Survey Finds Tech Pros Are Worried About Job Security, Income As COVID-19 Spreads

Survey Finds Tech Pros Are Worried About Job Security, Income As COVID-19 Spreads

An anonymous professional network has been leveraging its 3.2 million users — all verified via their work emails — to ask questions about job security, income issues, and working from home, amid the spread of COVID-19 through 46 states, per the most recent data available Friday.


The survey, conducted by Blind, from March 9 through March 11, received 7,000 responses to questions about concerns about job security due to economic trends as a result of the novel coronavirus pandemic, and whether there is concern about total income being negatively affected by COVID-19. Blind's users primarily occupy the tech space, with 60,000 of its professionals employees at Amazon, others on the platform work in finance and telecom.

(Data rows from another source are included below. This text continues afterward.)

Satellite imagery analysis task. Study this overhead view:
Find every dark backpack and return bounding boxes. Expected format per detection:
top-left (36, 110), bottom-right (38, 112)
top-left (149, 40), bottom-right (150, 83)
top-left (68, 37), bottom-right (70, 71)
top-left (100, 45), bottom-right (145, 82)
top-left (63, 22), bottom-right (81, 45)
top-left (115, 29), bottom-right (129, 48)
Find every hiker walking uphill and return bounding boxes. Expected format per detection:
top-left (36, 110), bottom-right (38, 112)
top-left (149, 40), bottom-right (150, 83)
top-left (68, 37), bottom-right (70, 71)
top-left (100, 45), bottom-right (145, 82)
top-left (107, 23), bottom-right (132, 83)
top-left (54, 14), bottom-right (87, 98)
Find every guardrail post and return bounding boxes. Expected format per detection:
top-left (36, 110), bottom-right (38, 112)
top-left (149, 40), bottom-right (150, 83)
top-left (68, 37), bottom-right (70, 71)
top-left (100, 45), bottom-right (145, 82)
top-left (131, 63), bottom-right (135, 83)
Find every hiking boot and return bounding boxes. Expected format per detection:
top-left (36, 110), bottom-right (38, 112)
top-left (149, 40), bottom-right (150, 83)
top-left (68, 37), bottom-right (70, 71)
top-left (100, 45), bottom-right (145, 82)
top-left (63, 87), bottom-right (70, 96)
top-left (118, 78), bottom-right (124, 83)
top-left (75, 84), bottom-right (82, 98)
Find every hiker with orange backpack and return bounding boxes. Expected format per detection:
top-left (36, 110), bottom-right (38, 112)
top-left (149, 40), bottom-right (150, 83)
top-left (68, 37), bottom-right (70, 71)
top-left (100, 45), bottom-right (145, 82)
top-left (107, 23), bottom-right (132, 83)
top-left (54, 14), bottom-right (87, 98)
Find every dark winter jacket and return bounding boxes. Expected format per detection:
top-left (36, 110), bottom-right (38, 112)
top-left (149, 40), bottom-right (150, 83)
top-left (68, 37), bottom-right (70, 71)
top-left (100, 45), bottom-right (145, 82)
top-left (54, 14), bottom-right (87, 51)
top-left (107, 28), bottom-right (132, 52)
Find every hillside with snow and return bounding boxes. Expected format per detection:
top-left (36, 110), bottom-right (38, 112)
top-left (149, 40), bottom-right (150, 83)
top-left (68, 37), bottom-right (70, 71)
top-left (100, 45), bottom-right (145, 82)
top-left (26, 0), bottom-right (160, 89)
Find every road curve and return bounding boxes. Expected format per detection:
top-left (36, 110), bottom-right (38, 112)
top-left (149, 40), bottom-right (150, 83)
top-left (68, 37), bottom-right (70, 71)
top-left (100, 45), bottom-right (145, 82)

Here are the key takeaways from the March 9 through March 11 survey:

  • Nearly 54% of professionals are concerned about their job security
  • More than half of tech and finance professionals are worried about job security, with employees at Expedia, Uber, Cisco and Intel, among the companies where employees are most concerned about their job security
  • More than 62% of professionals think their total income will be negatively affected by COVID-19, with employees at Cisco, Uber, Facebook and Expedia most concerned
  • More than 67% of Google employees fear their total income will be adversely affected

Here's a snapshot of survey results related to questions about working from home, taken March 1 through March 4:

  • More than 76% of Amazon's employees are working from home, according to data from the survey taken by 5,942 professionals.
  • Only 30% of Google employees were working from home at the same time, and they were not happy about it.
  • On March 1, nearly 68% of the professionals surveyed were hesitant to go to work. That number rose to more than 76% by March 4.
  • The fear has started to impact productivity with numbers of those who feel that's the case rising from 36% on March 1 to more than 47% on March 4.
In a separate, earlier survey, involving 7,311 participants taken between Feb. 1 through Feb. 25, the company found that 20% of Chinese citizens, Chinese-Americans and other east Asians said they witnessed a backlash toward employees of Chinese descent at their company.